ーOOO-オレと使い捨てカイロ

 いつもは愉快な弊社なのだが、ワタシが作業しているあんこの工場は非常に寒い。
 どのくらい寒いかっつーと、だんごの工場の職人さんがコチラの工場にチラッと顔を出すと「いーやぁ、ここは、さっむいねー……」といって絶句するくらい寒い。
 寒い日に寒い寒い工場で仕事をするワタクシは、使い捨てカイロが手放せない。首すじに一個、腰には二個も貼り付けてます。
 んが、この上なく寒い工場で仕事をしていると、使い捨てカイロの暖かさって、ちっとも感じられないんですよね。なんだこのカイロ、ホントにあったまってきてんのかぁ? みたいな。

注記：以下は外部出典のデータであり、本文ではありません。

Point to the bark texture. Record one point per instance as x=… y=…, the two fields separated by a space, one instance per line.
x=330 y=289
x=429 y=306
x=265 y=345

 寒さのあまり、ぬくもりが感じられないカイロ。かぼそいそのぬくもりに身を寄せあい、カイロとオレはぬくもりを分かち合うようにして、冬の厳しい寒さを互いにしのいでいくのだった。


 で、仕事が終わってその帰り道。
 2月も中盤になると1日がだんだん長くなってきて、最近は夕方になるとかなり明るく感じられる。陽の光の中に暖かさが感じられる。朝はまだまだ寒いんだけど、夕方はけっこう暖かい。んで電車に乗るとちゃんと暖房が効いているし。すごく暖かい。

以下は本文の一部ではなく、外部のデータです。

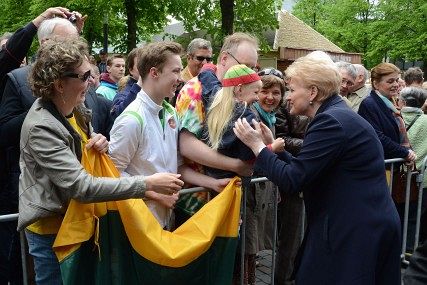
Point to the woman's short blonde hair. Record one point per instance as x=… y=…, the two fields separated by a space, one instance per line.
x=316 y=72
x=55 y=57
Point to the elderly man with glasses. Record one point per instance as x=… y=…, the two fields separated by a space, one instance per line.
x=348 y=76
x=199 y=52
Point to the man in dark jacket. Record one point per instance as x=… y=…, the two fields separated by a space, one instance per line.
x=16 y=100
x=291 y=207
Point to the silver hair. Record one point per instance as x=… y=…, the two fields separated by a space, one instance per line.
x=198 y=43
x=46 y=28
x=361 y=69
x=351 y=70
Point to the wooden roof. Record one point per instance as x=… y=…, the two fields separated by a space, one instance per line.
x=294 y=33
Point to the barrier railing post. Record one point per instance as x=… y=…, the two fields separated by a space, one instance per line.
x=273 y=251
x=420 y=183
x=406 y=214
x=23 y=257
x=245 y=187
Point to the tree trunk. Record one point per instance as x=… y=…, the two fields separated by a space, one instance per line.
x=227 y=16
x=131 y=24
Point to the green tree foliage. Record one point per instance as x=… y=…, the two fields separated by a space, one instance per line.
x=378 y=29
x=251 y=16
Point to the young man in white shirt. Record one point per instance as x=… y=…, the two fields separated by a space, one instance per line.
x=144 y=138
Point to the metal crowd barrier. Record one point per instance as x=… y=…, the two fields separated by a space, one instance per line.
x=419 y=177
x=10 y=218
x=246 y=184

 暖かい場所に行くと、カイロが急に熱くなりはじめる。
 電車のイスなんかに腰掛けると、腰につけたカイロがグワーッと熱く感じられる。ものすごいアチい。
 あまりの熱さに椅子の背もたれから腰を浮かしたりして。
 でも腰痛だから、腰がツラい。で、背もたれに座る。
 熱い! 腰を浮かせる!!
 腰がツラい! 背もたれ座る!!
 座ったり腰を浮かせたりの永久運動を続けるハメに!
 いくらなんでもアホっぽいので、使い捨てカイロをはがすことにする。でもまだ暖かい。捨てるにはもったいない気がする。ので、使い捨てないでカバンの中にそっとセコくしまったりなんかして。


 その後あれこれ寄り道をして帰る。
 地元の駅で電車を降り、自転車に乗る。
 夜もふけてくると、さすがに真冬の夜風の寒さが身に染みる。おお、寒い寒い!
 「そうだ、カイロが取ってあったっけ」と思って取り出してみると、使い捨てカイロの粘着部分にはよけいなものがゴチャゴチャくっついて、貼りつけるのが困難に。
 しかもカイロは、もはや暖かくなくなっていたのだった。